Containers at the Port of Mombasa. FILE PHOTO | NMG

The value of goods ordered from abroad by State departments and parastatals more than doubled in the first four months of the year, pointing to rising appetite for foreign goods in public offices.

Import orders placed by the government hit Sh22.33 billion in the January-April period, a 133.17 per cent surge compared to a bill of Sh9.58 billion paid in the same period in 2017, data collated by the Central Bank of Kenya shows.

That is the largest four-month import order since President Uhuru Kenyatta took the reins of power in April 2013 with a directive to ministries and parastatals to stop importing goods which are manufactured locally.

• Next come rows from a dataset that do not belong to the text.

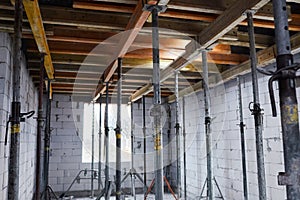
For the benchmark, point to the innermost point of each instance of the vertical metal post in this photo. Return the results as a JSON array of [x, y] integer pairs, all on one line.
[[257, 112], [145, 145], [13, 169], [47, 138], [39, 131], [93, 144], [157, 115], [177, 127], [242, 131], [210, 176], [132, 154], [184, 146], [106, 144], [288, 102], [100, 144], [118, 132]]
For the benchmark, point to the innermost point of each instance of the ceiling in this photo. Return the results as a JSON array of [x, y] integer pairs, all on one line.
[[85, 38]]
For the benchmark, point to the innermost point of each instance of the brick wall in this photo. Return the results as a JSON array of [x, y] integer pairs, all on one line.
[[227, 164], [28, 129], [66, 145]]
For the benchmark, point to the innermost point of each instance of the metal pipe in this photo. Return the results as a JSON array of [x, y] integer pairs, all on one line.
[[13, 169], [157, 112], [39, 131], [47, 138], [256, 112], [145, 143], [118, 132], [93, 144], [106, 144], [210, 176], [184, 146], [177, 127], [100, 144], [288, 102], [242, 131], [132, 154]]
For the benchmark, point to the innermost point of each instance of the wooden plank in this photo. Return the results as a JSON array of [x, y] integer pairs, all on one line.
[[136, 22], [34, 17], [265, 57], [224, 23]]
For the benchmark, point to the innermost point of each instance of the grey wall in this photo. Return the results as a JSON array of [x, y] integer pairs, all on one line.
[[28, 129]]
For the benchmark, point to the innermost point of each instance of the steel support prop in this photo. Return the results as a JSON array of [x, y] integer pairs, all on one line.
[[13, 169], [145, 144], [93, 150], [118, 132], [184, 146], [47, 139], [177, 132], [243, 146], [156, 113], [288, 103], [132, 178], [100, 145], [107, 184], [210, 176], [257, 112], [39, 132]]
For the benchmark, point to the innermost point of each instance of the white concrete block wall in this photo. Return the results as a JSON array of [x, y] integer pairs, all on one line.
[[226, 139], [28, 129], [66, 145]]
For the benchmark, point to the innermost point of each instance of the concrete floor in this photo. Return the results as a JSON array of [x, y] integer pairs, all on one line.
[[138, 197]]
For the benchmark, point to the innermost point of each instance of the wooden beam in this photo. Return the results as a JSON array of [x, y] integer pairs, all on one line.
[[224, 23], [34, 17], [265, 57], [136, 22]]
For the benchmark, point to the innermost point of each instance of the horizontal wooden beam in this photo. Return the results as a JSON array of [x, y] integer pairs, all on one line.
[[35, 19], [231, 17], [265, 57]]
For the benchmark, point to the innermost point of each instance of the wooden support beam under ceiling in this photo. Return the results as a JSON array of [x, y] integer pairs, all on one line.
[[224, 23], [265, 57], [136, 22], [34, 17]]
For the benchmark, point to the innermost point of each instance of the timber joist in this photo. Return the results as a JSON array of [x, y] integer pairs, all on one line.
[[69, 35]]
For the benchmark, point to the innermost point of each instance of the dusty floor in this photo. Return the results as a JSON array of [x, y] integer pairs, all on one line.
[[138, 197]]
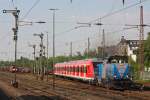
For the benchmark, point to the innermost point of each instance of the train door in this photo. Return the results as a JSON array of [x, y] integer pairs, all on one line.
[[73, 70], [82, 70], [79, 70], [100, 71]]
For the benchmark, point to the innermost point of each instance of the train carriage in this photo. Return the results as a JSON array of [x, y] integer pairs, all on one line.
[[115, 74], [82, 69]]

The CBK data does not give particulars of the imports but the items commonly ordered by state departments and agencies include furniture, textiles, paper products, food, arms, machinery, fuel and lubricants.

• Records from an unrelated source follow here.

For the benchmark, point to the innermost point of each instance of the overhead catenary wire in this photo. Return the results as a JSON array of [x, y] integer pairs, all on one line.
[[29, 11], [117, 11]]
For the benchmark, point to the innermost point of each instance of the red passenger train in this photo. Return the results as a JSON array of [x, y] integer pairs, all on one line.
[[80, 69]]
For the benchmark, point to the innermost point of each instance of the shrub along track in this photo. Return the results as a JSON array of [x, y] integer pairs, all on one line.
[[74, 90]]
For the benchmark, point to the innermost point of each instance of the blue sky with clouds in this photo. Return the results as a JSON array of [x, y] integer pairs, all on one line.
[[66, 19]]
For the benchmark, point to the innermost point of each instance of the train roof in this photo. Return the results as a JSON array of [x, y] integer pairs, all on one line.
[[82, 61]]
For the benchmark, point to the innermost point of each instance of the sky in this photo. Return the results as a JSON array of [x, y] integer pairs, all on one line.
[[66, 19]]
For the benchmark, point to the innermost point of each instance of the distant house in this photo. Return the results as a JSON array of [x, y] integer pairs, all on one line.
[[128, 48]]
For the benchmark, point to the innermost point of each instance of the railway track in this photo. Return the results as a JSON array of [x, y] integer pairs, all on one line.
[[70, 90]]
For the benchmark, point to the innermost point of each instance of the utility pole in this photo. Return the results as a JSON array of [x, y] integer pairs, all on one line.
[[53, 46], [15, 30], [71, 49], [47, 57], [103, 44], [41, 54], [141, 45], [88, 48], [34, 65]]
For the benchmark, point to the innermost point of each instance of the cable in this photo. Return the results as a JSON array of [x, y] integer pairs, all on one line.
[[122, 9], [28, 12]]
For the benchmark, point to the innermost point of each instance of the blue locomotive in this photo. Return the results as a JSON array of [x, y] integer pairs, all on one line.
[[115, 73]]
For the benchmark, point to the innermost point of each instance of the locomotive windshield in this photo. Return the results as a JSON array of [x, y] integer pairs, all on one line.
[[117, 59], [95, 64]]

Mr Kenyatta said on December 9, 2014 that ministries and parastatals had been given clear instructions to increase the quota of locally produced goods in support of the “Buy Kenyan and Build Kenya” initiative.

He went ahead to increase the local content quota in supplies to government from 30 per cent to 40 per cent on June 1, 2015 to stimulate factory orders.

The presidential directive was aimed at ensuring that at least 40 per cent of supplies to State ministries and parastatals, including direct orders by the government organs, are sourced locally.

Latest statistics show that government imports jumped more than eight times in the four months to last April compared with Sh2.35 billion in 2013.

Annual data further show direct government imports more than tripled to nearly Sh41.72 billion from Sh10.09 billion in 2013 and Sh18.15 billion in 2014.

Kenya remains a net import country with import orders – both government and commercial – rising 6.86 per cent to Sh589.62 billion in the January-April period compared with Sh211.71 billion in exports, a growth of 8.21 per cent.

This resulted in a trade deficit of Sh377.91 billion compared with Sh356.11 billion in the same period of 2017.A wider deficit exerts pressure on the shilling as it means higher demand for the dollars.